EP-4312783-B1 - PROGRESSIVE SCANS WITH MULTIPLE PULSED X-RAY SOURCE-IN-MOTION TOMOSYNTHESIS IMAGING SYSTEM
Inventors
- MAOLINBAY, MANAT
- KU, CHWEN-YUAN
- YANG, LINBO
- LIU, JIANQIANG
Dates
- Publication Date
- 20260506
- Application Date
- 20220302
Claims (15)
- A method of progressive scans with multiple pulsed X-ray source-in-motion tomosynthesis imaging system, the method comprising: placing an object in a predetermined position; controlling a multiple pulsed X-ray source-in-motion tomosynthesis imaging system (1); taking a first set of data from different X-ray source (2) at different angles using said tomosynthesis imaging system (1) and performing an image reconstruction; applying artificial intelligence with machine learning to perform diagnostics and repeating one or more scans to reach a predetermined image reconstruction quality; and constructing a 3D tomosynthesis volume therefrom.
- The method of claim 1, comprising selecting an imaging task and loading a predetermined protocol to the imaging system (1).
- The method of claim 1, comprising acquiring one or more projection images from one or more selected sources.
- The method of claim 1, comprising accumulating the one or more projection images and reconstructing the 3D tomosynthesis volume therefrom.
- The method of claim 1, comprising applying machine learning to the reconstructed 3D tomosynthesis volume to determine the image reconstruction quality.
- The method of claim 1, comprising applying machine learning to search for lung nodules in the 3D tomosynthesis volume.
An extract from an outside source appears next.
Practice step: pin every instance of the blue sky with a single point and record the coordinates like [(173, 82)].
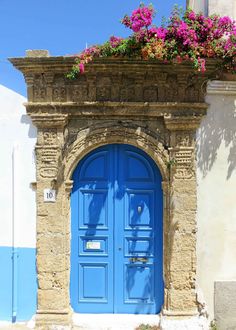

- The method of claim 1, comprising: applying artificial intelligence with machine learning to search for lung nodules in the 3D tomosynthesis volume; and identifying nodule characteristics including size, shape, numbers, and locations for the nodules and generating a report.
- The method of claim 5, comprising acquiring additional projection images and applying machine learning to the reconstructed 3D tomosynthesis volume until the predetermined image reconstruction quality threshold is met.
- The method of claim 6, comprising identifying nodule characteristics including size, shape, numbers, and locations for the nodules and generating a report.
- The method of claim 1, further comprising: selecting an imaging task and loading a predetermined protocol to the imaging system (1); the performing an image reconstruction being done; by acquiring one or more set of projection images from one or more selected sources of the imaging system; accumulating the one or more sets of projection images; acquiring additional set of projection images and applying artificial intelligence with machine learning to the reconstructed 3D tomosynthesis volume until the predetermined image reconstruction quality threshold is met; and applying artificial intelligence with machine learning to search for lung nodules in the 3D tomosynthesis volume.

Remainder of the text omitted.